Donc mis à part ça, pas de thème, pas de tissu ou couleur cibles, pas d’ensemble assorti. Juste, des trucs pour moi. Oh que des choses classiques : beaucoup d’existant et de déjà-vu, soit en termes de patrons utilisés, soit en termes de formes et de coupes (le lobe créatif de mon cerveau avait juste besoin de repos ces derniers mois). Parce que cette fois, aussi, j’ai voulu me fondre dans la masse avec avec un style un peu plus “passe-partout” : des tons neutres (ça vous avez l’habitude avec moi), du passepoil, et des idées et inspirations glanées ici et là.
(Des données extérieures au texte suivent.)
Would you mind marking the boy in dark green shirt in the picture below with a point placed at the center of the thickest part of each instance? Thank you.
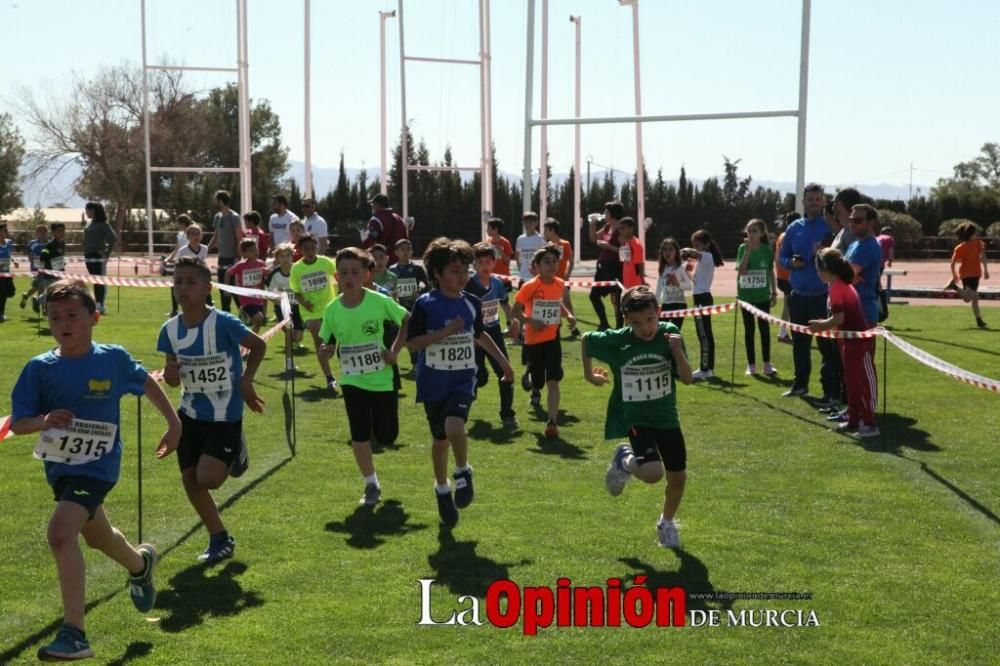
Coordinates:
(645, 357)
D’ailleurs, comme je ne suis pas toujours une fille très organisée, il y a certaines sources dont je ne me souviens plus vraiment. Si l’une d’entre vous pense se reconnaitre dans une antériorité (valable !) quelconque, n’hésitez pas à me le signaler.
J’ai aussi quelque peu renoué avec le Liberty. Là encore, j’ai un stock du genre costaud. Et si je ne l’écoule pas maintenant (alors que c’est la mode), je crains ne plus trop revenir dessus.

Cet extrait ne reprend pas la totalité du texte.